Monday, August 10, 2009
Underdirtdogs
I woke up this morning, inhaled deeply, and took stock of my life. All caught up on Dawson's Creek, hippest show on TV? Check. Awesome New Radicals single occupying the first spot on my latest mix tape? Oh yes. Tickets to see The Phantom Menace at midnight in a couple weeks? How dare you suggest I wasn't first in line, sir. How dare you.
I grabbed the latest print edition of my favorite newspaper and made a beeline for the sports section, flipping hurriedly to the baseball box scores. Ah yes, here we are, Yankees - Red Sox. Another ass drubbing, natch. 4 game sweep? You betcha. But wait - who is this manning first base? This isn't Jose Offerman, the AMAZING prodigal talent we replaced Mo Vaughn with. Pedroia? Youkilis? Where is Jeff Frye? Darren Bragg? MY WORLD IS SPINNING OUT OF CONTROL.
Ok, enough of that. It's not 1999, but it certainly seems like it these days for Sox fans. I know I'm not going to get a lot of sympathy here, nor do I really deserve it; 2 World Series championships in 4 years during the greatest stretch in Boston sports history strangely hasn't seemed to endear us to outsiders. I get it, I really do.
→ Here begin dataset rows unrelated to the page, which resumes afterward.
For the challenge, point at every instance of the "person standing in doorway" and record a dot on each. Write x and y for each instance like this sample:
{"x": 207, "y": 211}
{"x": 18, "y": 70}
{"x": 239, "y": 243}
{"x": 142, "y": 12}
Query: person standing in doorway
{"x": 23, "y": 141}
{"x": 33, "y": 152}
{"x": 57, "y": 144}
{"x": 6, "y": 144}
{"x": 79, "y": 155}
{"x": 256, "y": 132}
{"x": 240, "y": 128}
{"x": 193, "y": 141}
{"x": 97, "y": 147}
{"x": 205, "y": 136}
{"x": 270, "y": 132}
But what a shock to the system to be pummeled back to earth so swiftly: an 8-14 record since the All Star break will do that, especially when the last 4 losses, all in a row, came to the hated Yankees, a team of villains that we had apparently solved already this year. Adam Kilgore at the Globe has compiled a succinct list of Sox related maladies and travesties that I would be hard pressed to top, or read all the way through again without tearing up. It's felt like "the old days" again recently - the ultimate underdogs, scraping and scrapping for every run, and failing to do so for 31 innings. Thirty one. Think about that for awhile. That's a run for every Baskin Robbins flavor. Futility, thy name is Boston's BA with RISP. And that's a shitty name. Much too wordy.
Friday night's game, which we lost in epic fashion, taking a full 15 innings to be ultimately disemboweled by a 2 run dinger hit by, of all people, Alex Rodriguez, was the kind of game that used to be the norm. The kind of gut wrenching, ball twisting, brow furrowing game that sent us home from bars numb and angry and confused, wondering how we would ever care again, how we could come back the next day or the next week or the next year when the result would just be the same. (And it was, more or less.) It was the kind of game you look back on in October and say to yourself, "That's where it unraveled."
So here we are, battling the Rays and Rangers for the wild card spot. If you told me either of those teams would be relevant to a playoff race 10 years ago, I would have laughed in your face and slowly wheeled you back to the psychiatric institution I must have been volunteering at. But it is what it is. Sports is cyclical, no? And in a way, it's comforting to know that I still have it in me to wail and gnash my teeth and moan that the sky is falling after a relatively minor losing streak in the middle of summer, in a decade where my always competitive baseball team has already won 2 big banners.
At least I still care. Sometimes that's the only thing we underdogs can hang on to.